To illustrate, I will use the case $n=3$.

Each block of 30 numbers in a range $30m+1$ to $30m+29$ can have as most $8$ primes as shown above. Therefore, only one bit is needed for each of these $8$ possibilities, to indicate whether or not that value is actually prime. Therefore, storage of primes can be compressed by a factor of $\frac{8}{30} \approx 0.267$.

Here is what happens for general $n$.

The $P_n$ values in the range from $mP_n$ to $(m+1)P_n-1$ are compressed to $\phi(P_n)$ bits, where $\phi(m)$ is Eu;er's phi function (though he lets me use it) that counts the number of integers from $1$ to $m$ relatively prime to $m$.

Since $\phi(P_n) = \prod_{i=1}^n (p_i-1) $, the compression factor is $\dfrac{\phi(P_n)}{P_n} =\prod_{i=1}^n (1-\dfrac1{p_i}) $. Since this goes to zero (because $\sum_{i=1}^n \dfrac1{p_i} \sim \ln \ln n $ - this is Merten's theorem), the amount of compression can be arbitrarily large, though about $e^n/n$ bits are needed.

To see this, by one of the corollaries of the prime number theorem, $P_n \sim e^n$, and $\dfrac{\phi(P_n)}{P_n} =\prod_{i=1}^n (1-\dfrac1{p_i}) \approx e^{-\ln \ln n} = 1/\ln n $. Therefore, each block of $P_n$ values can be represented by about $\frac{P_n}{n}$ bits.

Therefore, using a sieve with the first $n$ primes and the numbers relatively prime to $P_n$ can compress the primes by about a factor of $n$.

Therefore the primes can be compressed by an arbitrary amount, though the amount of storage needed is exponential in $n$.

A number of years ago, I used this idea with $n=4$, so I got a compression of $\frac{1\cdot 2\cdot 4\cdot 6}{2\cdot 3\cdot 5\cdot 7} =\frac{8}{35} $.

marty cohen
  • 110,450
  • Ah I think I see now, despite the representation (e.g. the variants purposed by Ted) a compression algorithm that relies on a block scheme (like zlib) will naturally fall into a length commensurate with the block.
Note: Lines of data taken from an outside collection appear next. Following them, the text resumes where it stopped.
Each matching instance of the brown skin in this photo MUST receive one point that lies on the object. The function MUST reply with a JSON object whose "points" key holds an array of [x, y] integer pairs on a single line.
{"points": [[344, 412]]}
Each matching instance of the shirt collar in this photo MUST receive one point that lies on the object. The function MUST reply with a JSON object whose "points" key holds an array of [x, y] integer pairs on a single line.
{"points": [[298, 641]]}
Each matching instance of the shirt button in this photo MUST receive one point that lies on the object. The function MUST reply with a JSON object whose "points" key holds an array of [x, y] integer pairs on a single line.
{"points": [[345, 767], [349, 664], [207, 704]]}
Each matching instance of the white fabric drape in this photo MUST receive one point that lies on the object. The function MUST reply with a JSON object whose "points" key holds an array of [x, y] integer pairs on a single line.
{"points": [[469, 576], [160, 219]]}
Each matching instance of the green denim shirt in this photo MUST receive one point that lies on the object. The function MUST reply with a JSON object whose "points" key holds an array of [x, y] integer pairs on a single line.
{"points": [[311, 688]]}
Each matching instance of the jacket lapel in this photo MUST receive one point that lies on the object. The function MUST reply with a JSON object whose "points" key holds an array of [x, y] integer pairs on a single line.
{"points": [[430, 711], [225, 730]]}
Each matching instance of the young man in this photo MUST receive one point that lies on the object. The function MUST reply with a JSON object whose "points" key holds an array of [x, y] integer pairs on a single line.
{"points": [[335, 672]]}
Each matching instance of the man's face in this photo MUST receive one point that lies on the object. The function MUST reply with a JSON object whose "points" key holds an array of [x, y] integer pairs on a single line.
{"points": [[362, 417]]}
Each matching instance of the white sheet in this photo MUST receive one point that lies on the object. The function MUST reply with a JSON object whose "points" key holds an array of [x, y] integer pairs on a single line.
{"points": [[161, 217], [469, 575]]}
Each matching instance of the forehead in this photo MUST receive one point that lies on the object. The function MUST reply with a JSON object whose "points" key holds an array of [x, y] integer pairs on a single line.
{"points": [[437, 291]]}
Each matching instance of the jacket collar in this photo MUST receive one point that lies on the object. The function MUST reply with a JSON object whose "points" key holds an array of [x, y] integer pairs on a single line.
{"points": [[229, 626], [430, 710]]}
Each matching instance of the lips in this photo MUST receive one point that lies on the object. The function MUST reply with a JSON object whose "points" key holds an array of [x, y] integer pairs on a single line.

Nice insight - thanks! – Hooked Sep 29 '13 at 22:39
2

The first 23,163,298 primes can be considered compression-friendly. It is the maximum number of primes for which every gap between them is <= 255, i.e. fits into a single byte. So for those primes, you can use just a single byte per prime, storing the gap, rather than the actual prime as number, which consumes 8 bytes. This way, you end up using 8 times less memory.

I used this useful fact in my solution for caching primes that way.

UPDATE

This can be extended even further, to 303,371,455,241 - first prime with gap > 511, by taking advantage of the fact that all prime gaps are even numbers (except between 2 and 3), and so we can use bit 0 for storing bit 8, which in turn doubles the supported gap to 511, and thus increasing the range of primes significantly, to 303,371,455,241.
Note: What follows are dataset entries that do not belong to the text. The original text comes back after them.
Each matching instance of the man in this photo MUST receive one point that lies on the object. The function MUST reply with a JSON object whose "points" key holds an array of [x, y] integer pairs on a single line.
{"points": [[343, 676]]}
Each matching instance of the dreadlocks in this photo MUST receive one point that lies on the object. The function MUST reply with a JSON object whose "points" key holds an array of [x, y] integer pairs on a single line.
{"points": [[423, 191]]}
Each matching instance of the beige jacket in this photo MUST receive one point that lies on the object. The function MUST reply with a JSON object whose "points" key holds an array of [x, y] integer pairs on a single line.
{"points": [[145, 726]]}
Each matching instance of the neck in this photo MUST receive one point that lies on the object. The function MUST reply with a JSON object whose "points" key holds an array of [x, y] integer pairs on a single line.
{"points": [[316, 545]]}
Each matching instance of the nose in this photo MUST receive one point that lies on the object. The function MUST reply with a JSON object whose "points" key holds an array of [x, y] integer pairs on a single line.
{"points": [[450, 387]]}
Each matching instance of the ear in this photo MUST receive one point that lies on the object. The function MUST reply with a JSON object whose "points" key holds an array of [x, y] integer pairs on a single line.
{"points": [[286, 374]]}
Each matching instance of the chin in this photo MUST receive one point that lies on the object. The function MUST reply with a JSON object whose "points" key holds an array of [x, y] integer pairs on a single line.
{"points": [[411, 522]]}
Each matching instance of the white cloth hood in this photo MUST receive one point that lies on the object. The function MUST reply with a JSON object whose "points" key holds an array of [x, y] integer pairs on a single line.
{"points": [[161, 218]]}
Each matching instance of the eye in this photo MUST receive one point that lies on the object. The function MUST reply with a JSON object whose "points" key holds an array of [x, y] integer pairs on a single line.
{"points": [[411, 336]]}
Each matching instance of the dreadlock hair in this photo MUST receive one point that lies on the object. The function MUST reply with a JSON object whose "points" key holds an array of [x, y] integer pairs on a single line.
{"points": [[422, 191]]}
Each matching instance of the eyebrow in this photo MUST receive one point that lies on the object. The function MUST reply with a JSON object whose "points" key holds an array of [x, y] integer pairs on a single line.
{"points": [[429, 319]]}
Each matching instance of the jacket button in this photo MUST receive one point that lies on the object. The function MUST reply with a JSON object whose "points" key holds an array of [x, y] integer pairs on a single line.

I implemented the complete 511 compression solution in my library.

vitaly-t
  • 121
2

Primes are always odd, so the last bit is always 1 (except for the initial prime 2, of course). So there is definitely some redundancy.

Another consideration is that your description scheme (listing all the bits of every number) is not optimal. To describe any subset of $\{1,2,\ldots,n\}$ takes at most $n$ bits, since there are $2^n$ such subsets. We just have one bit corresponding to each number telling us whether that number is in or out of the subset.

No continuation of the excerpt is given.